Good diversification

The 3 months correlation between Walker and Medpace is -0.1. Overlapping area represents the amount of risk that can be diversified away by holding Walker Dunlop and Medpace Holdings in the same portfolio, assuming nothing else is changed. The correlation between historical prices or returns on Medpace Holdings and Walker Dunlop is a relative statistical measure of the degree to which these equity instruments tend to move together. The correlation coefficient measures the extent to which returns on Walker Dunlop are associated (or correlated) with Medpace Holdings. Values of the correlation coefficient range from -1 to +1, where. The correlation of zero (0) is possible when the price movement of Medpace Holdings has no effect on the direction of Walker Dunlop i.e., Walker Dunlop and Medpace Holdings go up and down completely randomly.

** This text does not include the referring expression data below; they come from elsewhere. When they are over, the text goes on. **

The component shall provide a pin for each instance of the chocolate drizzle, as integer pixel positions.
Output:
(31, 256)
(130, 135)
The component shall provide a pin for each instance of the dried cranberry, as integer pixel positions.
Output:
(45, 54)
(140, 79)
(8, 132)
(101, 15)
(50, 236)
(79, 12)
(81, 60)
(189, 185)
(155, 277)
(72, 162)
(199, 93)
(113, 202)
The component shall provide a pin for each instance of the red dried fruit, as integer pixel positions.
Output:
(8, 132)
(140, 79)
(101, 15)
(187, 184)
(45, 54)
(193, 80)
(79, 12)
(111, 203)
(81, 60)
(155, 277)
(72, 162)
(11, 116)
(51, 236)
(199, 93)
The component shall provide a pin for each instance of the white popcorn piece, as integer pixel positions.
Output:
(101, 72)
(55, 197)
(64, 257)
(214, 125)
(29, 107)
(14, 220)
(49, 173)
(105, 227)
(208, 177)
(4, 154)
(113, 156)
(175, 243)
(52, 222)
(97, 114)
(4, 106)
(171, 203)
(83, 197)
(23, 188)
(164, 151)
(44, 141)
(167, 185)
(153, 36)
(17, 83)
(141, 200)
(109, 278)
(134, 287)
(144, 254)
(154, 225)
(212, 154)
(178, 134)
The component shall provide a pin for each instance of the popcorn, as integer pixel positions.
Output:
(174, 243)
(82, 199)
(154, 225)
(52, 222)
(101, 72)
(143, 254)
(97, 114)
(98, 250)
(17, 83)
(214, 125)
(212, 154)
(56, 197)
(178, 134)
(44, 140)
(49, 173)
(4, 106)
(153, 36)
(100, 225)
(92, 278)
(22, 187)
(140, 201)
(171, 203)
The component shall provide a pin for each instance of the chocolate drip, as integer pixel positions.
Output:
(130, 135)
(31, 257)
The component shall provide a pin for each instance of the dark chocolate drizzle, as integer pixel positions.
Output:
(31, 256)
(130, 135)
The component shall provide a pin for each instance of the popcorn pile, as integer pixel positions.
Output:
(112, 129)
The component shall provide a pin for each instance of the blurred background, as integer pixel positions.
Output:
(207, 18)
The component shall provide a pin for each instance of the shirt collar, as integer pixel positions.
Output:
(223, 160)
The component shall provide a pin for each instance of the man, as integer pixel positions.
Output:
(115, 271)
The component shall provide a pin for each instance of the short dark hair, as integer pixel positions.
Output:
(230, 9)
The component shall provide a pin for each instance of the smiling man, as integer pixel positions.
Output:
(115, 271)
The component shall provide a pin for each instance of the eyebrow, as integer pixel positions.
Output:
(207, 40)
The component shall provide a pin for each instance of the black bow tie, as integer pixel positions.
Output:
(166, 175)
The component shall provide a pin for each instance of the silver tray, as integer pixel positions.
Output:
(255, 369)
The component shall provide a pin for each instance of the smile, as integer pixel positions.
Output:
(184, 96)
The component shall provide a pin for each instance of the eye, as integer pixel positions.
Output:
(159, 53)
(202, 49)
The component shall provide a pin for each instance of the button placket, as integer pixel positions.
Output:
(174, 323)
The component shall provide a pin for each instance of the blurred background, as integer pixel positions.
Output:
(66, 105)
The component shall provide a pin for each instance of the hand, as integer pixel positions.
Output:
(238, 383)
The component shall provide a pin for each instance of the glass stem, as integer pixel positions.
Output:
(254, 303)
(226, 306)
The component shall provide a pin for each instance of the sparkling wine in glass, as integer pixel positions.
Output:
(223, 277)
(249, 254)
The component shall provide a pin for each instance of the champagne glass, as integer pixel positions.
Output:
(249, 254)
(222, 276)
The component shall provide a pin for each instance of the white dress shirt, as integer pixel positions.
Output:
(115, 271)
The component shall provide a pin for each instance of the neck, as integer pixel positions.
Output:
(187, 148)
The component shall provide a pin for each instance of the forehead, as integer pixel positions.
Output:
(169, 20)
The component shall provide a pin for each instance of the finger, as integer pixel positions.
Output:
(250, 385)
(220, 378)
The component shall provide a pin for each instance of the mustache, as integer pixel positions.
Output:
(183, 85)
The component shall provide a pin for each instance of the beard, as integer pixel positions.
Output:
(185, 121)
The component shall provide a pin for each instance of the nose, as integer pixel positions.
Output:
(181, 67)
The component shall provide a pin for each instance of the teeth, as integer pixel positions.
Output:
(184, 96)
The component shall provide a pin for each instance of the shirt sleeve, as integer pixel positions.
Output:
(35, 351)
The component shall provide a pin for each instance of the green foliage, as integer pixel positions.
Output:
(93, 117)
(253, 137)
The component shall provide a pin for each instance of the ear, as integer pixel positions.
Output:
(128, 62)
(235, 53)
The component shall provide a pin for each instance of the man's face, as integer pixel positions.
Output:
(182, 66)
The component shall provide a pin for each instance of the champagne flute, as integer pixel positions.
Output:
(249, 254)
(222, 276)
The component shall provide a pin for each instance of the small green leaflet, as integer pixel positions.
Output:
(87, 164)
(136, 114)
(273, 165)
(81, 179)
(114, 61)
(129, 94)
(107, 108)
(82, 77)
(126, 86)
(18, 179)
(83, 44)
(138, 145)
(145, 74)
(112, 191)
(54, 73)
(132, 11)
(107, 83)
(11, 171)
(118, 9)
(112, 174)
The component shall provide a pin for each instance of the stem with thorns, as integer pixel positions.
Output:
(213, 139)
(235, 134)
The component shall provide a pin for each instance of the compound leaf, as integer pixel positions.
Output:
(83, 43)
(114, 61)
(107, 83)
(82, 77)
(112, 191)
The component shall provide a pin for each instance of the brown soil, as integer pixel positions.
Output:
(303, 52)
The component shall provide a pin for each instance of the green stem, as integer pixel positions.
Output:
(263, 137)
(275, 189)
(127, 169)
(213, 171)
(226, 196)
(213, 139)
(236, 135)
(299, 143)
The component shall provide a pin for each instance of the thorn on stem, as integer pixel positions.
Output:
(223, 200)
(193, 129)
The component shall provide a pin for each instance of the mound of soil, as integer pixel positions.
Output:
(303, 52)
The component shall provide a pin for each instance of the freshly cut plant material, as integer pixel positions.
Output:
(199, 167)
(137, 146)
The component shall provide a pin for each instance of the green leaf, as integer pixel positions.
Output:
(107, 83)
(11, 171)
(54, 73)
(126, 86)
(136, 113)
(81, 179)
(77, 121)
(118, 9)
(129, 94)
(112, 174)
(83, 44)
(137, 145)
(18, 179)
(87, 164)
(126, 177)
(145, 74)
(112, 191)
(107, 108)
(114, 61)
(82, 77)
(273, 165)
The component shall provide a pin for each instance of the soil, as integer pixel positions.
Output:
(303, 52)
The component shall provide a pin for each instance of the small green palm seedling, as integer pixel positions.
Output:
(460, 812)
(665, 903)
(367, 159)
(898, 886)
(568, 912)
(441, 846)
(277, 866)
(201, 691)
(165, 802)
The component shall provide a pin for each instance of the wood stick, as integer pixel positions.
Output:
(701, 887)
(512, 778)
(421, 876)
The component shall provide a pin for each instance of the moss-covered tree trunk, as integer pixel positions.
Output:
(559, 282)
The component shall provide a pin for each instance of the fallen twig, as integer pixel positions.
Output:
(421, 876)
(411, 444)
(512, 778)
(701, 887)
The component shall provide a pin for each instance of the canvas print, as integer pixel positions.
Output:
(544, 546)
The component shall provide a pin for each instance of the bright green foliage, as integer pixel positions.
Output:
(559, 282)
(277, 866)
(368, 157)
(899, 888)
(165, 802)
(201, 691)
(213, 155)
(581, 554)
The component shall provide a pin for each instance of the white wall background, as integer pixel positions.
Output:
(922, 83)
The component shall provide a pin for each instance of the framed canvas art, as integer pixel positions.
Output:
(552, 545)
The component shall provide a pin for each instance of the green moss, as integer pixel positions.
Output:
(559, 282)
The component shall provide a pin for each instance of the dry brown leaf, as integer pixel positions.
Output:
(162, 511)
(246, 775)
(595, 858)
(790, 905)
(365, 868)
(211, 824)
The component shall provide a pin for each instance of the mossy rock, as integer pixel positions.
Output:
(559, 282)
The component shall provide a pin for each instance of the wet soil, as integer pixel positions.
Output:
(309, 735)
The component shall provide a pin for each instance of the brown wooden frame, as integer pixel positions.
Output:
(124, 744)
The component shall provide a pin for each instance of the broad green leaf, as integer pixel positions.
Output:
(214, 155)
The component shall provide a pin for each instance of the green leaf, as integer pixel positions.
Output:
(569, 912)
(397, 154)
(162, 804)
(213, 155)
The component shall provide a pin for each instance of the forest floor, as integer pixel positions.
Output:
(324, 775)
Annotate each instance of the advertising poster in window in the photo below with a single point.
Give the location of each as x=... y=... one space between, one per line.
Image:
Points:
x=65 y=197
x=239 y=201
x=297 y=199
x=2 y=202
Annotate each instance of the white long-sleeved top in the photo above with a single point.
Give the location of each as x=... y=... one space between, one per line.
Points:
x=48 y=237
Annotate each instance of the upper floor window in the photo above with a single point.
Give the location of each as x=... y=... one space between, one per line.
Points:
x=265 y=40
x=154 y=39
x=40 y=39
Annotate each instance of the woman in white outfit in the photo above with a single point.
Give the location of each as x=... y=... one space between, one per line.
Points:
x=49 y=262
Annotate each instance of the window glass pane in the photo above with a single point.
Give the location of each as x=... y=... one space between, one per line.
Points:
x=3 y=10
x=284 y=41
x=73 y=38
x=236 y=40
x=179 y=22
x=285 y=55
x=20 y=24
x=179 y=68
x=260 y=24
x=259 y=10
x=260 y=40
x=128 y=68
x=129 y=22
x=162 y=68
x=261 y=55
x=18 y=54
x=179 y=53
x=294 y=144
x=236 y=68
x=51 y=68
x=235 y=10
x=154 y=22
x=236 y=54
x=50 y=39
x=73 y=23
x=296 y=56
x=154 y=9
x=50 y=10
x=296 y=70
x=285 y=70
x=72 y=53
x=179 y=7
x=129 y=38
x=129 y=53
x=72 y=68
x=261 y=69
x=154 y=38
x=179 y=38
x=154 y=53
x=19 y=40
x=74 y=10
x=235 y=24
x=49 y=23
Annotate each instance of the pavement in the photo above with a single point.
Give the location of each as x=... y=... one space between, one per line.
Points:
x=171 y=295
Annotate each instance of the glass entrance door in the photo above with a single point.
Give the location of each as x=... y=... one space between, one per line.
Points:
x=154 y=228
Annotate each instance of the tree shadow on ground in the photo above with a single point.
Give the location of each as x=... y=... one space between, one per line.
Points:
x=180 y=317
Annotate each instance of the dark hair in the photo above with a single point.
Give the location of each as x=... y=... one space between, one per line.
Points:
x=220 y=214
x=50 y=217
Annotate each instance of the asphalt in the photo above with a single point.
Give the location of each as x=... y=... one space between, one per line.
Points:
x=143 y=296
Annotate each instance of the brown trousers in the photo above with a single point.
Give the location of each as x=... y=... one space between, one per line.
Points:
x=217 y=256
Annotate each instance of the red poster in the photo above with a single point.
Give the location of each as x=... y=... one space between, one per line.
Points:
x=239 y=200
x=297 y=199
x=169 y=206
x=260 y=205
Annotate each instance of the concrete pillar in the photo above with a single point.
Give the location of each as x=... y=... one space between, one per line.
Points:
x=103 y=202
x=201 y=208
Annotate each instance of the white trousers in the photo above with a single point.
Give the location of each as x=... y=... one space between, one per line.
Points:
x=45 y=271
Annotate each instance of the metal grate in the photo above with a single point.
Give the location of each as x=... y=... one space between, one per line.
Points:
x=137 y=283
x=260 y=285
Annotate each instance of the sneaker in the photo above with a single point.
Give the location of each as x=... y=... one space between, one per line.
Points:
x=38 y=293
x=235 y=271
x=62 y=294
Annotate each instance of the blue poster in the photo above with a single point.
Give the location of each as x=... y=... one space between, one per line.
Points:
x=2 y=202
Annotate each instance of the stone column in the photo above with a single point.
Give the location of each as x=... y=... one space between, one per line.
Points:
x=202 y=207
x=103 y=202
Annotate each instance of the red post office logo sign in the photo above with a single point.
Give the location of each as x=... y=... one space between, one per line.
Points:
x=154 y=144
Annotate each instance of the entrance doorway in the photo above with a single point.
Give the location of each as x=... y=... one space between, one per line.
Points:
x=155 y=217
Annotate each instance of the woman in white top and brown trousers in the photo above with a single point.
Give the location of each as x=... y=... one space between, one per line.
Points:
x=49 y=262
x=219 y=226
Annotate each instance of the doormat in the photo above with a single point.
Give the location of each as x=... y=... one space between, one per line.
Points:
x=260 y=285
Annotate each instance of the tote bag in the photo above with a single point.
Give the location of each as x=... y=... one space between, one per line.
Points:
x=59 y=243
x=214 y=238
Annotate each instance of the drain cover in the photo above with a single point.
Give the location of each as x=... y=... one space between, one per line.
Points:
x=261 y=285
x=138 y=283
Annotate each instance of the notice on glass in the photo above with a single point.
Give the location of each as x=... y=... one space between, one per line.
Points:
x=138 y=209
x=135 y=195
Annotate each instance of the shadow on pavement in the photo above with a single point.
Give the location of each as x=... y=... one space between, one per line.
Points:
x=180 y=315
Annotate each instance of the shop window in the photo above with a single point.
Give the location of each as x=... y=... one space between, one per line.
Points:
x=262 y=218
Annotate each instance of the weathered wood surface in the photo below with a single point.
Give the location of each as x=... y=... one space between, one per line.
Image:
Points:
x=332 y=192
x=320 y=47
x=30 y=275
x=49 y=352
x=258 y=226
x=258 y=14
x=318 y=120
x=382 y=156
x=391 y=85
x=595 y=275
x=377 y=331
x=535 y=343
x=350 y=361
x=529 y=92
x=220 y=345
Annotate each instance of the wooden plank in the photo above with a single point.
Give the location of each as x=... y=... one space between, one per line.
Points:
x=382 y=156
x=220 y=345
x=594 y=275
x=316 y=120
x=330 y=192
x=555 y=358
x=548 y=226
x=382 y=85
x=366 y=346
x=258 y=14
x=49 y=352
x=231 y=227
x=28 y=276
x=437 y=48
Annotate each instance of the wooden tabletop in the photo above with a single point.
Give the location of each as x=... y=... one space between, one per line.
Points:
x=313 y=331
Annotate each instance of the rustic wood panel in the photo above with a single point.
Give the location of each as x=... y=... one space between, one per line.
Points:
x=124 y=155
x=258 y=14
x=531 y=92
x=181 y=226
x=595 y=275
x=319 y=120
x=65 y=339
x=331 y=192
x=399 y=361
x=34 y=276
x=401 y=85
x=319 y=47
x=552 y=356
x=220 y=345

Pair Corralation between Walker Dunlop and Medpace Holdings

Allowing for the 90-day total investment horizon Walker Dunlop is expected to generate 2.77 times less return on investment than Medpace Holdings. But when comparing it to its historical volatility, Walker Dunlop is 2.31 times less risky than Medpace Holdings. It trades about 0.04 of its potential returns per unit of risk. Medpace Holdings is currently generating about 0.05 of returns per unit of risk over similar time horizon. If you would invest  32,935  in Medpace Holdings on August 28, 2024 and sell it today you would earn a total of  847.00  from holding Medpace Holdings or generate 2.57% return on investment over 90 days.
Time Period3 Months [change]
DirectionMoves Against 
StrengthInsignificant
Accuracy100.0%
ValuesDaily Returns

Walker Dunlop  vs.  Medpace Holdings

 Performance 
       Timeline  
Walker Dunlop 

Risk-Adjusted Performance

6 of 100

 
Weak
 
Strong
Modest
Compared to the overall equity markets, risk-adjusted returns on investments in Walker Dunlop are ranked lower than 6 (%) of all global equities and portfolios over the last 90 days. In spite of rather weak fundamental indicators, Walker Dunlop may actually be approaching a critical reversion point that can send shares even higher in December 2024.
Medpace Holdings 

Risk-Adjusted Performance

0 of 100

 
Weak
 
Strong
Very Weak
Over the last 90 days Medpace Holdings has generated negative risk-adjusted returns adding no value to investors with long positions. Even with latest abnormal performance, the Stock's fundamental indicators remain invariable and the latest agitation on Wall Street may also be a sign of long-running gains for the enterprise retail investors.

Walker Dunlop and Medpace Holdings Volatility Contrast

   Predicted Return Density   
       Returns  

Pair Trading with Walker Dunlop and Medpace Holdings

The main advantage of trading using opposite Walker Dunlop and Medpace Holdings positions is that it hedges away some unsystematic risk. Because of two separate transactions, even if Walker Dunlop position performs unexpectedly, Medpace Holdings can make up some of the losses. Pair trading also minimizes risk from directional movements in the market. For example, if an entire industry or sector drops because of unexpected headlines, the short position in Medpace Holdings will offset losses from the drop in Medpace Holdings' long position.
The idea behind Walker Dunlop and Medpace Holdings pairs trading is to make the combined position market-neutral, meaning the overall market's direction will not affect its win or loss (or potential downside or upside). This can be achieved by designing a pairs trade with two highly correlated stocks or equities that operate in a similar space or sector, making it possible to obtain profits through simple and relatively low-risk investment.
Check out your portfolio center.
Note that this page's information should be used as a complementary analysis to find the right mix of equity instruments to add to your existing portfolios or create a brand new portfolio. You can also try the Piotroski F Score module to get Piotroski F Score based on the binary analysis strategy of nine different fundamentals.